Secondo stime sindacali, in Trentino si tratterebbe di diverse decine di persone, forse anche un centinaio. Stime comunque tutte da verificare, visto che evidentemente si tratta di analizzare caso per caso. Si tratta comunque di lavoratori che godono dell'indennità regionale (ma erogata dalle Province) di mobilità: ne hanno diritto coloro in quali, alla data del licenziamento, possono far valere un'anzianità aziendale di 12 mesi di cui gli ultimi 3 con rapporto di lavoro a tempo indeterminato con la medesima azienda. L'assegno viene erogato per un massimo di 12 mesi se il lavoratore è di età inferiore ai 50 anni e per 20 mesi nel caso di ultracinquantenni: mensilità che, grazie ai provvedimenti provinciali anti crisi, dall'anno scorso in Trentino sono state "allungate", visto che in precedenza si faceva riferimento a una legge nazionale (la 236 del 1993) che fissava le indennità rispettivamente per durate di 8 e 12 mesi. L'ammontare dell'assegno è pari all'80 per cento della retribuzione, fino a un massimo di circa 900 euro mensili.

Che cosa accadrà a questi lavoratori collocati in mobilità volontaria con una prospettiva di pensione ora non più così concreta? Il problema è sia politico che sindacale. L'unica possibilità, spiega Franco Ianeselli della segreteria della Cgil (rappresentante del sindacato nel consiglio d'amministrazione dell'Agenzia del lavoro), è quella di ipotizzare un aumento degli ammortizzatori sociali, «come già è stato fatto estendendo la durata delle indennità, magari fino a 24 mesi per i lavoratori che ora vedono slittare la possibilità della pensione». Ed è un tema che il sindacato intende porre al più presto alla Provincia.

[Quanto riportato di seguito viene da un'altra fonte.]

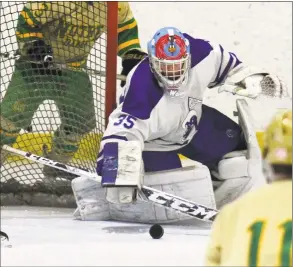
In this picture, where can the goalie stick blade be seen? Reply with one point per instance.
(158, 197)
(179, 204)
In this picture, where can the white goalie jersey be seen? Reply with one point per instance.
(160, 122)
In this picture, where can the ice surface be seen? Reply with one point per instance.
(49, 237)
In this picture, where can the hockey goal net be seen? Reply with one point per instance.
(64, 104)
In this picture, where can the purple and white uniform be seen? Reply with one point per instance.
(163, 124)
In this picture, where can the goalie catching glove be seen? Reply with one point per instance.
(122, 171)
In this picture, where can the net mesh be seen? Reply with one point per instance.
(56, 110)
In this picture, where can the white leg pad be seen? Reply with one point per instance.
(90, 199)
(192, 183)
(238, 177)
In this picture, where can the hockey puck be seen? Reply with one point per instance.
(156, 231)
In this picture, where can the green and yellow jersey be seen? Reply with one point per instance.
(72, 28)
(255, 230)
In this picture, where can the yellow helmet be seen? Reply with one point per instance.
(278, 139)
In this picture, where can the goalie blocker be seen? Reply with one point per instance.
(237, 173)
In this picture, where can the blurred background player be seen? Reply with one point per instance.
(162, 115)
(256, 230)
(63, 33)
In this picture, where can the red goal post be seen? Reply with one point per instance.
(22, 182)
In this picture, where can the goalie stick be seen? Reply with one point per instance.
(160, 198)
(16, 55)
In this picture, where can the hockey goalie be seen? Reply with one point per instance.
(161, 116)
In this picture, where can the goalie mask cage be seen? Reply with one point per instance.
(35, 119)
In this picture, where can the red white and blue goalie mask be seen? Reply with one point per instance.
(169, 56)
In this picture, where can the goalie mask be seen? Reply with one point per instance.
(169, 56)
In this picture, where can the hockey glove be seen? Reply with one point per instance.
(40, 56)
(129, 60)
(258, 84)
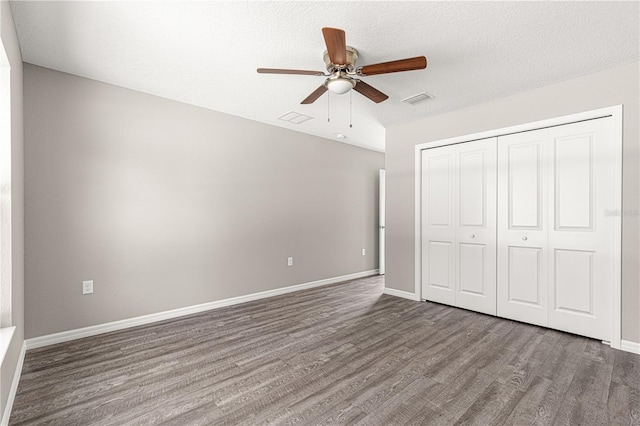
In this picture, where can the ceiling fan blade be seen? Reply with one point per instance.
(417, 63)
(336, 42)
(370, 92)
(287, 71)
(315, 95)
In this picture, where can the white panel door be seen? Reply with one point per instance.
(580, 244)
(438, 227)
(522, 227)
(475, 232)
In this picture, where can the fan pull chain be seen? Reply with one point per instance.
(350, 110)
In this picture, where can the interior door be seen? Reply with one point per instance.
(475, 231)
(522, 227)
(382, 222)
(438, 225)
(582, 178)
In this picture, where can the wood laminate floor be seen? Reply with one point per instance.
(341, 354)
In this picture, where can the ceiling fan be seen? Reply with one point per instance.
(342, 71)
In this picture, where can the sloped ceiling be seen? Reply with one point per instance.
(206, 53)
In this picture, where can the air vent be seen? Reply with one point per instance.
(416, 99)
(294, 117)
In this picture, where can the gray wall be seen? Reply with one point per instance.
(166, 205)
(608, 88)
(10, 43)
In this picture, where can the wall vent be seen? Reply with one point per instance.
(416, 99)
(294, 117)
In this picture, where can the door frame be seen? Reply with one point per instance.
(616, 113)
(382, 221)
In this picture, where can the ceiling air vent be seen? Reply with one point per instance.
(294, 117)
(416, 99)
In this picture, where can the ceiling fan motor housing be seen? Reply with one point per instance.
(350, 66)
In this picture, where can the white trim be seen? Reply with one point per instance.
(616, 249)
(14, 387)
(525, 127)
(65, 336)
(6, 334)
(400, 293)
(628, 346)
(616, 113)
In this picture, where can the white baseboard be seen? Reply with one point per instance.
(628, 346)
(400, 293)
(14, 387)
(65, 336)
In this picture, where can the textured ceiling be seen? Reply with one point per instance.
(206, 53)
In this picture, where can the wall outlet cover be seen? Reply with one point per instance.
(87, 287)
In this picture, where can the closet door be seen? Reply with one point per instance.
(475, 231)
(580, 243)
(458, 225)
(438, 226)
(522, 227)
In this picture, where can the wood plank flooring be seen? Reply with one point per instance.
(341, 354)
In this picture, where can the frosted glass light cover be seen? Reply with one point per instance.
(340, 86)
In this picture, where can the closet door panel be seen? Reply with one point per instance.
(476, 226)
(580, 232)
(522, 227)
(438, 227)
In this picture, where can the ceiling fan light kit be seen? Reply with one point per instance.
(340, 83)
(340, 61)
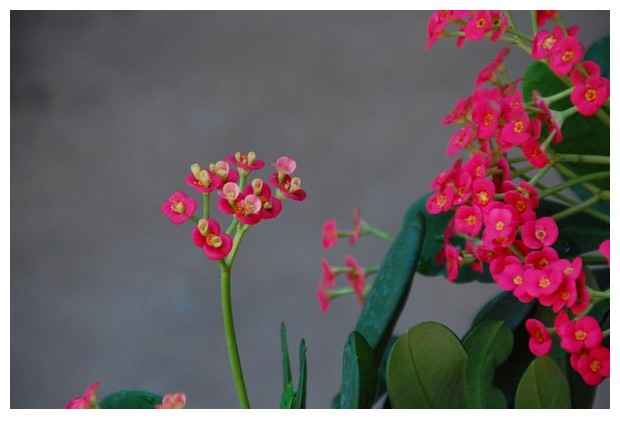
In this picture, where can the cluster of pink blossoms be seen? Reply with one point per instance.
(494, 213)
(247, 204)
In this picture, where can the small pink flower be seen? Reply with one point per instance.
(207, 236)
(247, 162)
(564, 55)
(357, 226)
(328, 277)
(468, 220)
(594, 366)
(604, 249)
(591, 95)
(539, 233)
(540, 339)
(172, 401)
(204, 181)
(322, 296)
(330, 233)
(584, 333)
(355, 276)
(87, 400)
(440, 201)
(478, 25)
(178, 207)
(459, 140)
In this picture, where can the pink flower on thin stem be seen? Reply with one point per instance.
(178, 207)
(539, 233)
(330, 233)
(172, 401)
(87, 400)
(247, 162)
(357, 226)
(207, 236)
(604, 249)
(356, 277)
(594, 366)
(540, 339)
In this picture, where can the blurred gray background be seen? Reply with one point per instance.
(109, 109)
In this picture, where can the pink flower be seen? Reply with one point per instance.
(356, 277)
(459, 140)
(478, 25)
(453, 259)
(604, 249)
(540, 339)
(357, 226)
(591, 95)
(322, 296)
(328, 277)
(87, 400)
(565, 54)
(539, 233)
(178, 207)
(594, 366)
(207, 236)
(247, 162)
(330, 233)
(440, 201)
(488, 72)
(204, 181)
(172, 401)
(468, 220)
(584, 333)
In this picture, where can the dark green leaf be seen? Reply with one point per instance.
(359, 375)
(131, 399)
(487, 346)
(426, 369)
(300, 396)
(288, 397)
(543, 386)
(286, 365)
(391, 286)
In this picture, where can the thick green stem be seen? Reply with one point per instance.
(231, 338)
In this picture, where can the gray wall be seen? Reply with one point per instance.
(109, 109)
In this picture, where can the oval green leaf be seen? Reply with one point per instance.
(359, 375)
(543, 386)
(487, 347)
(426, 369)
(131, 399)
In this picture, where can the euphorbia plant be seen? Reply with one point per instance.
(495, 215)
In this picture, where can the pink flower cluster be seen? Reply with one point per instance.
(494, 218)
(246, 204)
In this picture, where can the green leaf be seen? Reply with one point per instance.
(131, 399)
(300, 396)
(287, 397)
(286, 365)
(543, 386)
(359, 375)
(391, 286)
(487, 346)
(426, 369)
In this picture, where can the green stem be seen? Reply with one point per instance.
(205, 206)
(231, 338)
(578, 180)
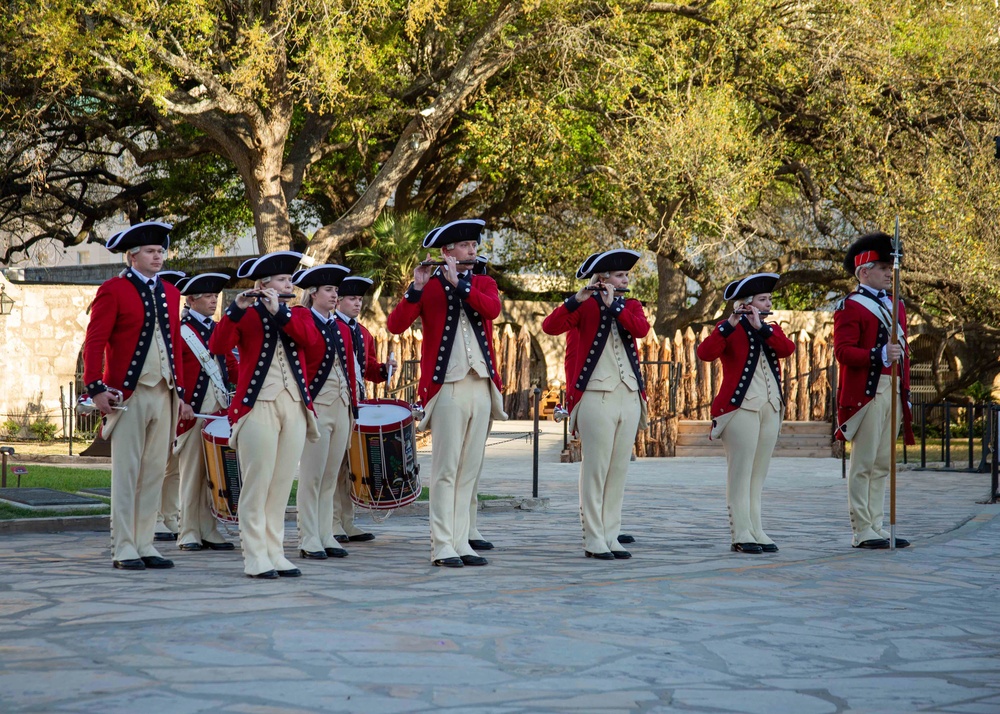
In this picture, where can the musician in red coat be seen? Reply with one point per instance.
(862, 324)
(207, 377)
(168, 515)
(458, 383)
(366, 368)
(747, 411)
(272, 413)
(605, 393)
(134, 331)
(330, 376)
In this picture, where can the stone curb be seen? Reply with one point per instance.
(103, 523)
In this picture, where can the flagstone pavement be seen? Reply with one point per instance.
(684, 626)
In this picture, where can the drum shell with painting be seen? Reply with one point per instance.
(382, 457)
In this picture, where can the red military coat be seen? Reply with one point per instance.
(740, 348)
(589, 324)
(858, 338)
(437, 306)
(322, 356)
(195, 377)
(119, 337)
(256, 334)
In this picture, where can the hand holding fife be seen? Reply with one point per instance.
(104, 402)
(421, 274)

Più labile invece il salvagente del "Progettone", che pure sembrerebbe lo strumento più adeguato per risolvere situazioni come queste. E le nuove regole di accesso prevedono la possibilità di ricorrervi per donne licenziate a 49 anni e uomini a 53, comprendendo dunque tutta la fascia di età, per così dire,in odore di pensione. «Ma sarebbe inopportuno ricollocare nel "Progettone" uomini e donne solo per quei pochi mesi che li dividono dalla pensione - afferma Ianeselli - lo ritengo disfunzionale dal punto di vista produttivo oltre che poco dignitoso per lo stesso lavoratore».